The Federal Communications Commission has agreed to plans by SpaceX to fly a fleet of satellite broadcasters, Starlink, on a "lower orbit than originally planned," Verge reported Saturday.
SpaceX had originally planned to launch 4,425 Starlink satellites (long-term launch of nearly 12,000) with ranges of around 1,110 to 1,325 kilometers. This plan was approved by the FCC in early 2018. Later, based on test data, the company decided that there would be 1,584 of these satellites at the much lower altitude of about 550 km (550 miles). SpaceX argued that a lower altitude could reduce latency to 15 milliseconds and reduce the total number of satellites by 16 without reducing coverage, the Verge wrote. The lower altitude would also allow satellites that lose orbit to quickly burn rather than clog earth orbit with space debris. This was the concern of a recent NASA study.
Competing satellite internet company OneWeb and satellite operator Kepler both objected to the plan, claiming that Starlink could cause lower-level signal interference and potentially even a risk of collision. In its approval, the FCC noted that "the modification proposed by SpaceX is not a significant interference issue and is in the public interest."
The FCC added that SpaceX claims "because all its satellites are propelled and maneuverable to prevent collisions. It is assumed that they pose no risk to other satellites in this orbital region," and the company says that "the operation of satellites at a height of 550 km ensures a 100% success rate of disposal after a mission within 5 years in the worst case scenario." She also concluded that the estimate of the collision risk of SpaceX in case that a satellite's propulsion systems are no longer functional, "within accepted limits … even in worst case assumptions that go far beyond a realistic scenario."  SpaceX President Gwynne Shotwell said to Verge in a statement, "This The approval underscores FCC's confidence in SpaceX's plans for the next generation deploy sat satellites and connect people around the world with reliable and affordable broadband services.
Although the Internet is being downslipped by satellites, this sounds like a good idea on paper, but many other companies have problems with their own similar projects.
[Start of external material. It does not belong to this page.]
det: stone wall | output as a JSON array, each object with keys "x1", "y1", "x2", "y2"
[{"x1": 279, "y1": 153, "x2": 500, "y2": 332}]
The Facebook project Athena turned to satellites with the aim of starting one by the beginning of 2019 (this is not the case), after drones failed to function properly. Google is working on Project Loon, which aims to transport LTE with hot air balloons to remote regions of the world. However, there were already numerous crashes and a major patent lawsuit. Amazon has announced its own initiative.
There is no guarantee that any of these projects will live up to expectations soon. As Gizmodo has already said, one possible outcome, even if successful, is the fact that technology companies are seizing the opportunity to create monopolies in the countries with the least Internet infrastructure, creating a series of negative externalities.
SpaceX has a tight timeline: As the Verge wrote: "The FCC's approval of this constellation is conditional on SpaceX launching at least half of these satellites in the next six years." SpaceX, in turn, told Verge that this was the case and has already produced a number of Starlink satellites and is about to launch in May.